CONCLUSION: Perhaps the most far-reaching legacy of imperialism was the artificial borders created during the Scramble. As Giles Bolton puts it in, Africa Doesn’t Matter, Africa’s map “has more straight lines on it than any other continent; and never before had so much been decided by longitude and latitude rather than tribe and topography.”

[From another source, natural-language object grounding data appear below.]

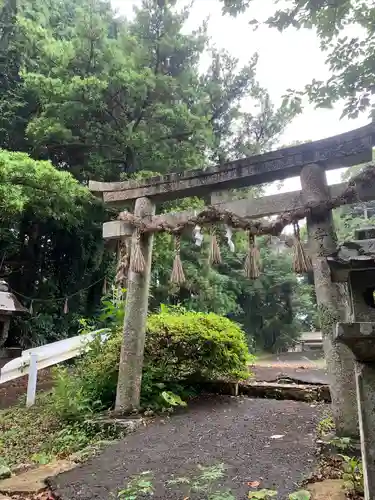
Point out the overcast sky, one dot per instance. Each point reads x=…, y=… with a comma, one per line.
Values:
x=286, y=60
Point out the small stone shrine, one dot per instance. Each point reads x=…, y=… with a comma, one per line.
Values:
x=9, y=306
x=354, y=263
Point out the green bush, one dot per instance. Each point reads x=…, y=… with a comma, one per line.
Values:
x=182, y=348
x=195, y=345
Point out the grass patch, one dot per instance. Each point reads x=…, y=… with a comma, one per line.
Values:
x=36, y=435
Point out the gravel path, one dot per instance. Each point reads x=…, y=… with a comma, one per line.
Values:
x=234, y=431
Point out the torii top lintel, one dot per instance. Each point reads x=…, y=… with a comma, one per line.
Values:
x=350, y=148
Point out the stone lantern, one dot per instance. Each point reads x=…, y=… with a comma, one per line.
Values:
x=9, y=306
x=354, y=263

There was general optimism that post-independence, ethnic loyalties would fade. Tafawa Balewa (Nigeria’s first prime minister), while contributing to a debate in a 1959 motion for independence declared “I am confident that when we have our own citizenship, our own national flag, our own national anthem, we shall find the flame of national unity will burn bright and strong.” Sékou Touré of Guinea spoke similar words in 1959: “In three or four years, no one will remember the tribal, ethnic or religious rivalries.” This proved to be a false hope. But many Africans are still in denial, pretending that natural human differences (racial, religious, kinship, and/or linguistic) do not matter. Others are imprisoned in a “separatism-is-bad” mindset, because of a subconscious idealization or even worship of the Caucasian, leading to a near-superstitious belief in the sacrosance of colonial geographical entities.

None of Africa’s current secessionist movements can muster enough military power to force the central state to agree to separation or restructuring. In any case, Africans must stop making martyrs of fellow Africans over maps heedlessly drawn by imperialist entrepreneurs. The only way to reduce the burden of its colonial legacy is for Africa to embrace self-determination /separatism as an opportunity for growth, and not an excuse for oppression and bloodletting. Otherwise, Africa will NOT know peace and black/African lives will continue NOT to matter.

Africa is a strategic continent, and the outcome for Africa should be of concern to all. For Africa is both the world’s past and the world’s future – the oldest continent, yet the youngest in age and soon-to-be largest by population. Africa is the origin of humankind and the cradle of all civilization. Oui, nous sommes tous Africains!